After the opening session, and during the two days of the conference, discussions were held in three plenary sessions, nine parallel sessions, and one closing session. In these sessions, participants gave their presentations on the respective topics. The conferences commented that many good papers were presented and that the presentations showed good practical activities and experiences.
Considering the paper presented and the discussion that took place, participants address some of the key points that were highlighted during the sessions. These concluding remarks include the findings and recommendations that the conference concluded; they are as follows:
First: The conference affirms that all religions call for respect and peace and that they condemn all forms of hate speech, extremism, racism, and discrimination based on religion, gender, or race.
Second: The conference emphasizes that confronting extraterrestrial thoughts and actions are a human duty and a noble work. The participants will work together to combat terrorism and extremism at the level of individuals, institutions, religious leaders, and political and civil societies in order to establish human ethics, spread peace and love, and build a civilized world.
Third: Condemnation of all forms and types of hate speech and rejection of behaviors and practices of extremist groups that call themselves religion, while the essence of religion is far removed from their deeds and actions.
Fourth: The need to use all legal means to develop an ethical strategy for the media on a professional basis. The goal is to limit the spread of hate speech on social media in the name of freedom of expression and to enforce compliance with the law on these platforms.
Fifth: The need to develop, adopt and submit a proposal to international organizations to develop curricula (especially for early childhood education) that teach the correct and proper religious principles and values that call for respect and coexistence and eradicate anything that inspires and incites hatred.

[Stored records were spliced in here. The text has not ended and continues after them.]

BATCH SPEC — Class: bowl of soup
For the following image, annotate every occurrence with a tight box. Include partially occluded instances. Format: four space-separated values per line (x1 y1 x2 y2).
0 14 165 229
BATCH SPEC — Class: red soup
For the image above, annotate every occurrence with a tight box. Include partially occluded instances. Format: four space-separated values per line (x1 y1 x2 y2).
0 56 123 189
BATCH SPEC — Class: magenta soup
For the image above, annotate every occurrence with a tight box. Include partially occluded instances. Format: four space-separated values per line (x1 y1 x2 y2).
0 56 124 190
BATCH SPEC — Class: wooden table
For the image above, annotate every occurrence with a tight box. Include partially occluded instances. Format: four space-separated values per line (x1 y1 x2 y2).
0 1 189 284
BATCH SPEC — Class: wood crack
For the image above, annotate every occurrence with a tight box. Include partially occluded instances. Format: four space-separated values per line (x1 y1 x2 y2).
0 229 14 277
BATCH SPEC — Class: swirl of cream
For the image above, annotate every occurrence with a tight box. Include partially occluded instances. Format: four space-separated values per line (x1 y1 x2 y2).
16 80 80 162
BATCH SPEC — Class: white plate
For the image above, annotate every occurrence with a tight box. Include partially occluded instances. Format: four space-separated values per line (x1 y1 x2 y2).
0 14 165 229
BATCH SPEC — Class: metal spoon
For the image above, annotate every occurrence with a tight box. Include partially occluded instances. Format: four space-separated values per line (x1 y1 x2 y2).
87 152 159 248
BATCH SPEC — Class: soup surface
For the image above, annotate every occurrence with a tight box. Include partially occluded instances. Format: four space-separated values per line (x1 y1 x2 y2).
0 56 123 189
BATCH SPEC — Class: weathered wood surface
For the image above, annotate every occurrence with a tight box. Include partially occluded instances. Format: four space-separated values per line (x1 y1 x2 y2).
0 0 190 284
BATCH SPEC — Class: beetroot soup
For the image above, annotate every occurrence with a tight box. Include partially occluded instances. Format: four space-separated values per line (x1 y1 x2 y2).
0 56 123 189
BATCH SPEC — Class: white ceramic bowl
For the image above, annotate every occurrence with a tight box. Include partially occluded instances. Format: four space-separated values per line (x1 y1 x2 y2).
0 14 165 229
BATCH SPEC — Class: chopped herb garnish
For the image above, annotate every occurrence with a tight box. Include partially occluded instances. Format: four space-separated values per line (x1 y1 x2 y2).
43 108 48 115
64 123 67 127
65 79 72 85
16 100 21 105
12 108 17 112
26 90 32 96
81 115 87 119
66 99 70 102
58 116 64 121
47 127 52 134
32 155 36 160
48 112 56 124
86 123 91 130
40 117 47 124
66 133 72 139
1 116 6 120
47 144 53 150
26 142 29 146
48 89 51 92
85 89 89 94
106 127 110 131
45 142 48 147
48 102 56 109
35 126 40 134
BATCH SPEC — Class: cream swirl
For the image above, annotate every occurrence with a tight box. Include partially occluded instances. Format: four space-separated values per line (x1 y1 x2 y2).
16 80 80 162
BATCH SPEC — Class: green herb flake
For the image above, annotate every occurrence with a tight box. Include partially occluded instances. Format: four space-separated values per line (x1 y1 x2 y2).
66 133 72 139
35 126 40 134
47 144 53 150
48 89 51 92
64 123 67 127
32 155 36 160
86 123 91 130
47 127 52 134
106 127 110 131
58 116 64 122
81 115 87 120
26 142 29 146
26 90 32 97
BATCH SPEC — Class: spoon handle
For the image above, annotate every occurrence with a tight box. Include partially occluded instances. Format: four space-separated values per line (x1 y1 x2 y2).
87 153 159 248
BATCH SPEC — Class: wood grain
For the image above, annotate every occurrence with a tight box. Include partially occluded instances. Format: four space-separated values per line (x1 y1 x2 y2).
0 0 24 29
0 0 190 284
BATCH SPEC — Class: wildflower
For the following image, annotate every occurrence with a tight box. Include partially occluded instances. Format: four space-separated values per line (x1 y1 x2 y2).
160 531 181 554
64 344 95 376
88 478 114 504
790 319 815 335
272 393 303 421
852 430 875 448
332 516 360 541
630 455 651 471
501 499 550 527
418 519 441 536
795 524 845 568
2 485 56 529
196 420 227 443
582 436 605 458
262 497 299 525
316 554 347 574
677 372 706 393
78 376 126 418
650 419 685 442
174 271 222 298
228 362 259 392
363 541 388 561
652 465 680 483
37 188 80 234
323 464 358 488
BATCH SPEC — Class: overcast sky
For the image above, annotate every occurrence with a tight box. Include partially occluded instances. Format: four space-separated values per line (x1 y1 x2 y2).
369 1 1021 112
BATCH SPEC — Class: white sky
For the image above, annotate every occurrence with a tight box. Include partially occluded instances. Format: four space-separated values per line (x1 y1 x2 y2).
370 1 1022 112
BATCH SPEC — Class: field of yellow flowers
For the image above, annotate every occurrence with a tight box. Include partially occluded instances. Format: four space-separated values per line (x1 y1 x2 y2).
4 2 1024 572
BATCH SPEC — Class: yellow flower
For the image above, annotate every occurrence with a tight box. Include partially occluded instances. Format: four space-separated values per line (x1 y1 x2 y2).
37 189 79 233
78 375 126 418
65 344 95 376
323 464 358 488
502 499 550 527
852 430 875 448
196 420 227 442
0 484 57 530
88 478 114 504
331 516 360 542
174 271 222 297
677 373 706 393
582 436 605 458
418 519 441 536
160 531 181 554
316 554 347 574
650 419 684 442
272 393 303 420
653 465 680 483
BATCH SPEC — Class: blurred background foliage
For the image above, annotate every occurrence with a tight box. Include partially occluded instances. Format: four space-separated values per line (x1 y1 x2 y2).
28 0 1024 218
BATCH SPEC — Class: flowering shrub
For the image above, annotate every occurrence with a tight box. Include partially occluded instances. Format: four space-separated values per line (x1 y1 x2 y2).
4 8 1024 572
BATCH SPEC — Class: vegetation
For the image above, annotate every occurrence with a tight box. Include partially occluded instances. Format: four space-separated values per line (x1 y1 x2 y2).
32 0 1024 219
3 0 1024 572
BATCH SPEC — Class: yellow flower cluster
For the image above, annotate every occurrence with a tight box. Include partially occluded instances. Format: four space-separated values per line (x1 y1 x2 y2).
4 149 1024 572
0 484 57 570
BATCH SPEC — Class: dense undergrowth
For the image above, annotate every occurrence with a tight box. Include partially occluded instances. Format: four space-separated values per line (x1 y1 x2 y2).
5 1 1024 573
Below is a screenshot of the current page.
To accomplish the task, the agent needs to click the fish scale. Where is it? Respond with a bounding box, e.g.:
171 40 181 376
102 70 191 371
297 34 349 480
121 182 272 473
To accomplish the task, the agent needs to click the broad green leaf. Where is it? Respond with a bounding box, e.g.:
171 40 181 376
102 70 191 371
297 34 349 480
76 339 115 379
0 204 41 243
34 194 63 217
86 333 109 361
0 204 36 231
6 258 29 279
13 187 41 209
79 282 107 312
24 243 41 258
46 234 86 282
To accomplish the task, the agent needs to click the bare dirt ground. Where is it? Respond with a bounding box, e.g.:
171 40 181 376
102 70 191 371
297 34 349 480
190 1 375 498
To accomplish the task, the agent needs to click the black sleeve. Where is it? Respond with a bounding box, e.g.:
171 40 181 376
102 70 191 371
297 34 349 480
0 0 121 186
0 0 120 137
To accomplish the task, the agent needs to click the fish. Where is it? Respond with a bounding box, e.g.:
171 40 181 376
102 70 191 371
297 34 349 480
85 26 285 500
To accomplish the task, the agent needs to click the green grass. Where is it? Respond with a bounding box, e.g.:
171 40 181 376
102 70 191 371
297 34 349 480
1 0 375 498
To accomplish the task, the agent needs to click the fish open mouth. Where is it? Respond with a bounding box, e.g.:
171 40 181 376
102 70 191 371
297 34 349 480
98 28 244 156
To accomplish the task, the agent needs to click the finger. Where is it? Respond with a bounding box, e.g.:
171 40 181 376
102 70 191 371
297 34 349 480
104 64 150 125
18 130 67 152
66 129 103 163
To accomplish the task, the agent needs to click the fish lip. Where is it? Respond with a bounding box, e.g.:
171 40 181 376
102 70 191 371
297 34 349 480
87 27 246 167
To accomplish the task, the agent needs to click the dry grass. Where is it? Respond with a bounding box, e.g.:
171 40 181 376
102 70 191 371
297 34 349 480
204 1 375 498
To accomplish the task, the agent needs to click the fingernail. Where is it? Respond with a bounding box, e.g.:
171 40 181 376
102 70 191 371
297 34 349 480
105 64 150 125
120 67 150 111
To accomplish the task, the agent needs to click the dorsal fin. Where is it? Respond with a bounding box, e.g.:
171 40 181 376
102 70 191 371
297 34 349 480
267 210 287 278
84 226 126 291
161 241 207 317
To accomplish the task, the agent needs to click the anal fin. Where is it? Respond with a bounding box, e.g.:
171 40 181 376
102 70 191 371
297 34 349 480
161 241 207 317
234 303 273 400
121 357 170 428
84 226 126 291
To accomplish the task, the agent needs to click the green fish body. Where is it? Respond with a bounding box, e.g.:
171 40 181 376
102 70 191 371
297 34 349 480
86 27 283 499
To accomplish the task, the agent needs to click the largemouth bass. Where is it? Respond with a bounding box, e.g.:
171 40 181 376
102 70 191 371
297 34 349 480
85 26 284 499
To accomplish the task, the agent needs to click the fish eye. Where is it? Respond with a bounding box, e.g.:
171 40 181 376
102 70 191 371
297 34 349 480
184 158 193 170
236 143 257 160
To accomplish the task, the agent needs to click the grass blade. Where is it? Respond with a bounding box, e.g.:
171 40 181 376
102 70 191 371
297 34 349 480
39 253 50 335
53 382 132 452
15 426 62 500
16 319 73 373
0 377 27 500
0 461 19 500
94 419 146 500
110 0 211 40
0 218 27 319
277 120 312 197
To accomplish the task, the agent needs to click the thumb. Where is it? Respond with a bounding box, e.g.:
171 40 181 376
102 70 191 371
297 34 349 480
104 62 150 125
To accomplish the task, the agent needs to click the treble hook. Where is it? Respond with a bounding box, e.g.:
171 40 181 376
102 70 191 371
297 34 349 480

And urge religious leaders to implement this proposal in their respective countries in accordance with the teachings of their religions.
Sixth: Ensure that there are no forms of double standard discourse among those involved in interfaith dialogue; there should be no internal discourse that supports, incites, and calls for hatred, while external discourse publicly condemns hatred in the presence of people.
Seventh: The conference Stresses that the phenomenon of Islamophobia and prejudice against Islam is not the method of the majority in the West but is practiced by minorities who ignore the true teachings of Islam and its essence, and are not familiar with the history of Islam and its civilization of tolerance, pluralism, and acceptance of others.
Eighth: The participants emphasis on moving from this phase of interfaith dialogue to a phase of true partnership and genuine interaction between the institutions of religions as well as civil societies; a single voice condemning hate speech regardless of its sources and originators.
Ninth: The conference calls to communicate with effective and influential interfaith dialogue bodies worldwide about the need to unite efforts in support of oppressed people suffering from hate speech and genocide, as is happening in Kashmir, the Rohingya minority, and the Uyghurs, and to openly reject all forms of hatred and oppression whenever and wherever it occurs, regardless of race or religion.